Chasseurs et électrochocs
Expliquons d’abord de quoi il s’agit. Cela peut évidemment paraître cruel mais il existe donc bien plusieurs variantes de ces tours de cous qui mutilent nos chiens. Prenons le basique, de la marque Martin Sellier, vendu une dizaine d’euros sur Internet : « Par simple traction de la laisse, le collier se resserre sur le cou de votre animal l’avertissant de sa mauvaise action », indique la fiche technique de la chaînette argentée. Passons à plus vicieux : l’électrique. Ce dernier est celui prisé par les chasseurs. Pour quelques centaines d’euros, vous pouvez vous l’offrir dans n’importe quel Décathlon près de chez vous. Et enfin le plus barbare : le Torquatus (aussi appelé collier à pointes). Il suffit d’apercevoir l’objet, muni de crochets rentrés vers l’intérieur, pour comprendre le martyre que vit n’importe quel chien qui le porte.
Rares sont ceux qui défendent encore publiquement les colliers coercitifs en France. Parmi les derniers pourfendeurs du bien-être animal : les chasseurs. Dans une lettre de 2023, le président de la Fédération nationale des chasseurs, Willy Schraen, expliquait que le collier électrique, « utilisé dans les bonnes conditions est particulièrement précieux et doit donc pouvoir continuer à être utilisé ». C’est peu connu, mais les chiens de nos Rambo du dimanche sont souvent munis de ces gadgets. Il suffit alors d’un électrochoc pour rappeler au pied le beagle parti à la poursuite d’un sanglier.

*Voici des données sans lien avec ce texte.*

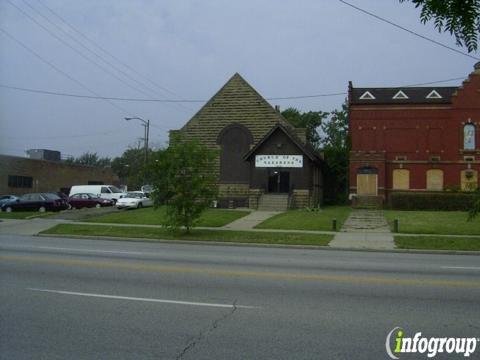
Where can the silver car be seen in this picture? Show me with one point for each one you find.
(134, 200)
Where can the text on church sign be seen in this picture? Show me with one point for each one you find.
(279, 161)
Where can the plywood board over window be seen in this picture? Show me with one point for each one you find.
(435, 180)
(469, 180)
(367, 184)
(401, 179)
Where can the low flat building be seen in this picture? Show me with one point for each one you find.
(264, 161)
(20, 175)
(414, 139)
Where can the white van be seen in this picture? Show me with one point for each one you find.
(110, 192)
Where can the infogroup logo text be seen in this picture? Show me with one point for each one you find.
(429, 346)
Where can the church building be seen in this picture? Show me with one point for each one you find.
(414, 139)
(264, 161)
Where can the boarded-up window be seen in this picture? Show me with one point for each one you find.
(469, 180)
(469, 137)
(367, 184)
(434, 140)
(401, 179)
(435, 179)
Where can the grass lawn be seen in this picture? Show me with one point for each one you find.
(23, 214)
(200, 235)
(434, 222)
(437, 243)
(308, 220)
(149, 216)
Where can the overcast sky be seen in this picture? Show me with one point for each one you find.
(188, 50)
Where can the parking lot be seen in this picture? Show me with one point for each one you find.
(84, 213)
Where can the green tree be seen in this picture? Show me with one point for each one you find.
(184, 181)
(90, 159)
(311, 120)
(129, 167)
(336, 150)
(459, 17)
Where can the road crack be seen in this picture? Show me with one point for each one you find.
(203, 334)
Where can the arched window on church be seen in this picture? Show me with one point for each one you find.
(235, 142)
(469, 137)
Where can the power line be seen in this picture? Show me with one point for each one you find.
(6, 33)
(97, 97)
(407, 30)
(103, 68)
(107, 52)
(87, 48)
(46, 92)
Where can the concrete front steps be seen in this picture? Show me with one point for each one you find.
(273, 202)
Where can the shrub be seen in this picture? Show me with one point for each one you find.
(447, 201)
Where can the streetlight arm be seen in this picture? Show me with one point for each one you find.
(136, 118)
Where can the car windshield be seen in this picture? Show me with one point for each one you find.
(134, 195)
(51, 196)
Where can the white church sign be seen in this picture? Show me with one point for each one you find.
(279, 161)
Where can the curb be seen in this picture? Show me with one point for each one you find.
(279, 246)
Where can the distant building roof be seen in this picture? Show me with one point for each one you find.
(401, 95)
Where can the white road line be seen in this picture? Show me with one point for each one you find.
(72, 249)
(143, 299)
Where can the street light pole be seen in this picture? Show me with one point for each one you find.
(146, 125)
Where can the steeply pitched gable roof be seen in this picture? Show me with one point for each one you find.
(235, 98)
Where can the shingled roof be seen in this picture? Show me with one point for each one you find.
(401, 95)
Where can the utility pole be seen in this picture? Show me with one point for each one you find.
(146, 125)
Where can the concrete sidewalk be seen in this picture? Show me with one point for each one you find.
(27, 227)
(364, 229)
(250, 221)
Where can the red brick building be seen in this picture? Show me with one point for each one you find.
(414, 139)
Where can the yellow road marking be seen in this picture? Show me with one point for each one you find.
(239, 273)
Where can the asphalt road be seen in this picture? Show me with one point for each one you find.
(64, 298)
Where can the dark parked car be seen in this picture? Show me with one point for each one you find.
(7, 198)
(78, 201)
(36, 202)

Dans sa quête parlementaire, Corinne Vignon se doutait qu’elle aurait affaire à ce puissant lobby, historiquement proche des sénateurs. Ce fut le cas. Alors que sa loi devait passer au Sénat, rien ne bouge. « Il fallait simplement qu’un sénateur de la majorité [Les Républicains, ndlr] ou que le ministre de l’Agriculture, Marc Fesneau à l’époque, l’inscrive à l’ordre du jour », rembobine-t-elle. Manque de bol, le ministre est adepte de la mise à mort d’animaux en forêts, et le lobby des chasseurs susurre à l’oreille des sénateurs LR. Elle tente malgré tout de faire avancer son affaire : « Je les ai sollicités à plusieurs reprises, sans réponse. J’ai organisé une manifestation devant le Sénat, j’étais même prête à faire une dérogation pour la chasse », explique-t-elle. Rien n’y fait. On fait comprendre à Corinne Vignon que sa proposition ne passera pas. « La vérité, c’est que le sort des animaux n’intéresse personne », cingle-t-elle.
Le retour du coercitif
Alors rien ne bouge. Et si vous pensez qu’ils ne sont plus nombreux, les maniaques de la strangulation canine : détrompez-vous. « En 2018, une étude réalisée par le Centre national de référence pour le bien-être animal estimait que 26 % des propriétaires les utilisaient encore », rappelle à Charlie Luc Mounier, vétérinaire et professeur en bien-être animal à l’école Vet Agro Sup. Alors même que toutes les études attestent de la dangerosité de ces colliers : « Ils provoquent des lésions articulaires et au niveau de la nuque, des hématomes, et même des déformations de la trachée », continue le vétérinaire.
La seule utilité de ces accessoires : contrôler son chien par la peur et la violence. « La plupart des chiens qu’on accueille en refuge sont ceux à qui on a appris à faire du mordant [technique de dressage destinée à faire mordre ou attaquer, ndlr]. Les maîtres perdent souvent le contrôle de l’animal, et décident alors d’utiliser des colliers coercitifs pour les récupérer », résume à Charlie Catherine Collignon, éducatrice canine spécialisée dans l’éducation positive. Dans le lot, il y a aussi des particuliers paumés qui veulent bien faire : « Un jour, une dame est venue me voir avec son chien qui portait un collier à pointe. Il saignait au niveau du cou, mais elle me maintenait qu’il n’avait pas mal », se désole l’éducatrice.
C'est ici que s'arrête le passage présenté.